110. The Office also raises concerns about certain terminology used in the proposed definition of 'authorised representative' (proposal 61-2). The Office considers that the meaning of part (e) in the proposed definition is unclear and potentially too broad. The Office is concerned that this and other aspects of the proposed definition could lead to inappropriate use, disclosure and handling of vulnerable individuals' personal information.

111. The Office considers that if the definition of 'authorised representative' is extended to include informal representatives nominated before the individual lost capacity (as well as legally nominated or appointed representatives), there must be adequate safeguards to ensure that the person had capacity at the time they made the nomination (question 61-2).

112. In chapter 62 of DP 72, the ALRC has sought feedback on whether it is desirable to establish a legislative provision in relation to nominated third parties making decisions on behalf of capable individuals. The Office considers that there is merit in having an express statement in the Privacy Act which allows a third party nominated by the individual to act on that individual's behalf. This view assumes that the type of nomination envisaged in question 62-1 would take effect only where the individual retains capacity to make a decision under the Privacy Act, and accordingly an assessment of capacity is not required.

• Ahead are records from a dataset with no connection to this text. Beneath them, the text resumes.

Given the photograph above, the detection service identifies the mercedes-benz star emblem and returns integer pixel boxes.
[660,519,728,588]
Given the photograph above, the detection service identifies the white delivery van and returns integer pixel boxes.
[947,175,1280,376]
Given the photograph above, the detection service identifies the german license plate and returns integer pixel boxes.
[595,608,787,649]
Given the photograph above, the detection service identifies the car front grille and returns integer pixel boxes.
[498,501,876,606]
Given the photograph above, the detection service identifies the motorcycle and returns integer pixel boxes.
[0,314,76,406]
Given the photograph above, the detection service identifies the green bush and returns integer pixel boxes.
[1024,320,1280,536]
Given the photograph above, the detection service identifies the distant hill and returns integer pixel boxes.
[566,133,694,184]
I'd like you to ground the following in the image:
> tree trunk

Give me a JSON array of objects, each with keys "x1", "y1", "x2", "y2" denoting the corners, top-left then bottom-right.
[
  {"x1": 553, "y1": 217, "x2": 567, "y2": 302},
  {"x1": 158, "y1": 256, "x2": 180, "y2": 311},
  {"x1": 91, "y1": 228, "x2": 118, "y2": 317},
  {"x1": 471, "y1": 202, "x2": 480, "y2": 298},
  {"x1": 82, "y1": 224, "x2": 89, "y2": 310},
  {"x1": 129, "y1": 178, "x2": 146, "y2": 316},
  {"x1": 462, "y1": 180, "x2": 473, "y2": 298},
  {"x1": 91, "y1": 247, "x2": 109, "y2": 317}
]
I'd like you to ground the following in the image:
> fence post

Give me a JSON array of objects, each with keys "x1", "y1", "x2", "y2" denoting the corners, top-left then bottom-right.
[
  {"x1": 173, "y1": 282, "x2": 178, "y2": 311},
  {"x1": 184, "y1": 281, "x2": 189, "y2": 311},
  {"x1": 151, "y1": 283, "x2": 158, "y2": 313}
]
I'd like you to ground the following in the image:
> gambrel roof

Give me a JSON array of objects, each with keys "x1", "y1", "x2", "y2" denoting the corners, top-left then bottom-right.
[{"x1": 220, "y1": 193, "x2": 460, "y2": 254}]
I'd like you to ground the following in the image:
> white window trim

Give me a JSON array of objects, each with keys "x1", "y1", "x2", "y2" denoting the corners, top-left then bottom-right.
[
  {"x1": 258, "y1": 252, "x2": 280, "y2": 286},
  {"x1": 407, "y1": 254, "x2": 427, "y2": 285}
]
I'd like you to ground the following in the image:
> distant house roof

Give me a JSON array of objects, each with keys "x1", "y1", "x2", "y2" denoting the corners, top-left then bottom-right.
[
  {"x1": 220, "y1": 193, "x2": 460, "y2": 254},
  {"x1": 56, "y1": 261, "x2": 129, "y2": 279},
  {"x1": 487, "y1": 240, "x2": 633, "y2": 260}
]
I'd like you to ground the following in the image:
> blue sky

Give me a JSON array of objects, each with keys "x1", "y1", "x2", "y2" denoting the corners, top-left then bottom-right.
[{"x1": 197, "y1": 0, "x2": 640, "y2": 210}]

113. The Office believes that additional guidance material may be required relating to the involvement of third parties in privacy-related decision making where the individual consents.

PART J - TELECOMMUNICATIONS (Chapters 63-64)

114. The Office's response to chapters 63 and 64 addresses privacy-related issues pertaining to the Telecommunications Act 1997 (Cth), the Telecommunications (Interception and Access) Act 1979 (Cth), the Do Not Call Register Act 2006 (Cth) and the Spam Act 2003 (Cth). In responding to the ALRC's proposals and questions in these areas, the Office's response seeks to balance the protection of individual privacy in the light of rapid technological change and the use and disclosure of personal information.

115. The discussion identifies parts of both the Telecommunications Act and the Telecommunications (Interception and Access) Acts where exceptions to the prohibitions against use and disclosure may be considered to be too broad and should be confined and, where practicable, aligned with the exceptions in NPP 2 or its equivalent under the proposed UPPs. The Office supports the ALRC's general approach in this area.

116. Part J also highlights that technological convergence brings with it an increasing need for cooperation between the Office and other regulatory bodies dealing with significant current and emerging privacy matters. The Office supports working cooperatively with other regulators such as the Telecommunications Industry Ombudsman, the Australian Communications and Media Authority and the Inspector General of Intelligence and Security to provide guidance on privacy issues in the telecommunications industry.